Anfang 1800 war in der Rheingegend, unter dem Einfluss der französischen Revolution, das sogenannte "vorurteilslose bzw. stille Begräbnis" Mode geworden, bei dem die Begleitung und Einsegnung der Leiche durch den Geistlichen verpönt war. Diese Sitte war allmählich auch bis auf den hohen Westerwald vorgedrungen und ab 1818 fand diese Änderung die Billigung z.B. in den Gemeinden Stein-Neukirch und Bretthausen. Die Willinger gaben sich mit der Neuregelung nicht zufrieden, und in Löhnfeld wollte man sich überhaupt nicht damit abfinden.

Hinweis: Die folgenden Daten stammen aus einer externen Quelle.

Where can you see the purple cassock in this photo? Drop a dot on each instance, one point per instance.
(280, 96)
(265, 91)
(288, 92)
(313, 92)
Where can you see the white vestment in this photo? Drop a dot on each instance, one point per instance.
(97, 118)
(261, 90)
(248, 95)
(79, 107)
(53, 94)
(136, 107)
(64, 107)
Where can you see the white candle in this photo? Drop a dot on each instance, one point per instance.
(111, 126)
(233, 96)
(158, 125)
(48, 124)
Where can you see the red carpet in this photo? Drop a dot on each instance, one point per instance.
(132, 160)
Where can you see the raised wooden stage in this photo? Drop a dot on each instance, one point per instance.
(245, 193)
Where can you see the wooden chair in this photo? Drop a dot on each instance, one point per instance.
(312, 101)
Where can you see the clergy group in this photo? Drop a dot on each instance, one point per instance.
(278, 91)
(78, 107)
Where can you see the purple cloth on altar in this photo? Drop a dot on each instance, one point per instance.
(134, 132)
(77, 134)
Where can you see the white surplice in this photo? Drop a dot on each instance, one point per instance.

Eine solche "laute Beerdigung" schildert die Kirchenchronik in allen Einzelheiten:
"Vorher wurde bei Begräbnißen vor der Wohnung des Verstorbenen ohngefähr eine Viertelstunde lang gesungen, oder eigentlicher - aus voller Kehle geschrieen. Während dieses Gesangs brachte man die Leiche aus dem Hause und das Branntweinglas ging unter den Sängern, deren manche sich bereits mit der Leichenbegleitung schon in dem Leichenhause sich völlig betrunken hatten, ohne Stillstand herum. Die Träger hoben die Leiche auf, ein anderes Lied wurde angestimmt und eine Strecke aus dem Dorfe hinaus fortgesungen. War die Leiche hier angelangt, so wurde sie auf der Straße vor dem Pfarrhaus auf die Bahre gestellt, der Gesang hob wieder an, hörte aber auf, wenn die Leiche an das Grab kam. Sobald dann die erste Schaufel Erde auf den Sarg geworfen wurde, fingen die Sänger aus allen Kräften an zu singen: Nun bringen wir den Leib zur Ruh usw. Dieser Gesang dauerte dann fort, bis das Grab zugescharrt war und man scharrte recht langsam, um den lieblichen Gesang desto länger ertönen zu lassen. Hierauf ging man in die Kirche. Es wurde gesungen, dann gepredigt, dann wieder gesungen. Hierauf begab sich die Leichenbegleitung, nachdem sie in dem hiesigen Wirtshause noch einige Maas Brandwein zu sich genommen hatte, zurück in das Leichenhaus, wo sie eine tüchtige Mahlzeit bereitet fand. Alle Unkosten wurden aus der Hinterlassenschaft des Verstorbenen bestritten und so sahen oft Waisen, die man für wohlhabender gehalten hatte, als sie wirklich waren, bei dem Begräbniße ihres Vaters oder ihrer Mutter ihre letzte Habe darauf gehen. Die Hinterlaßenen fühlten sich aber nach einem solchen lauten Leichenbegängniße guten Muths und beruhigt. Wären ihre Dahingeschiedenen auch von ihnen vernachlässigt, mißhandelt, in das Grab gekränkt worden, so hatten sie das alles wieder gut gemacht - hatten ihnen ja die letzte Ehre gezeigt."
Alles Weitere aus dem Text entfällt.